Il punto da discutere è il seguente.
Introdurre la “perequazione urbanistica” come criterio di effettiva equiparazione di soggetti diversi è palesemente velleitario. Infatti, oltre a non risolvere la sperequazione tra proprietari e non proprietari, non risolve neppure quella in relazione alla quale l’intera problematica nacque nei lontani anni Sessanta: cioè quella tra proprietari inclusi nel piano e proprietari non inclusi. Molto più interessante sembra invece utilizzare la distinzione tra “vincoli ricognitivi” e “vincoli funzionali”, che la Corte costituzionale ha già reiteratamente accolto stabilendo che nessun indennizzo è necessario per i primi.
Introdurre la “perequazione urbanistica” come metodo per ottenere consensualmente le aree per la formazione di spazi pubblici e d’uso pubblico porterebbe a un gigantesco sovradimensionamento dei piani, con buona pace delle intenzioni ambientalistiche che permeano, come abbiamo visto, intere parti delle nuove leggi.
Introdurla invece, molto semplicemente, per estendere ad ambiti di trasformazione comprendenti parti già urbanizzate la tecnica di ripartizione degli oneri per comparti investiti unitariamente da un processo di trasformazione urbanistica appare cosa sensata e pragmaticamente utile: nulla a che fare, peraltro, con la “riforma urbanistica” né con quella del regime degli immobili.
[1] Con il termine “oggetti” non si indica qui l’elemento materiale dell’assetto del territorio (la strada o il centro storico, il centro commerciale o il bosco ecc.): Il termine “oggetto” è adottato invece in una logica simile a quella in cui è usato normalmente il termine “beni”. L’uno e l’altro termine configurano entità immateriali che, quand’anche si riferiscano a “cose” materiali, non si identificano con esse.
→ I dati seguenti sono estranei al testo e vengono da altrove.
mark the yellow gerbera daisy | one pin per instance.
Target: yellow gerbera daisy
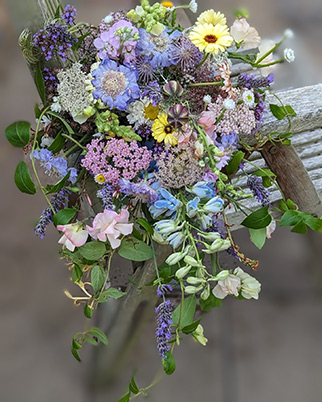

Talché su di un’unica “cosa” può fondarsi una pluralità di beni ogniqualvolta in essa siano separabili diverse utilità o valori autonomamente riconoscibili. Ed analogamente un’unica “cosa”, un unico elemento materiale, può costituire il riferimento materiale di una pluralità di “oggetti” ogniqualvolta in essa siano separabili diversi “aspetti” autonomamente riconoscibili e incidenti su interessi la cui titolarità (esclusiva o prevalente) appartenga a diversi soggetti.
[2] In neretto tondo i piani che esplicano, o possono esplicare, efficacia diretta. In neretto corsivo quelli che esplicano efficacia indiretta (attraverso la pianificazione sottordinata).
[3] “I contenuti del P.U.T. sono vincolanti per la pianificazione provinciale e comunale e, nei casi stabiliti dalle norme tecniche di attuazione, per qualsiasi soggetto pubblico e privato”, lex 28/1995, articolo 10.
[4] “le norme di attuazione del piano, contenenti i criteri, gli indirizzi, le direttive per la predisposizione e per l'adeguamento dei piani di livello comunale, nonché la specificazione delle disposizioni immediatamente prevalenti in materia paesistica e ambientale sulla disciplina di livello comunale vigente e vincolanti anche nei confronti degli interventi settoriali e dei privati”, lex 28/1995, articolo 14, lettera e).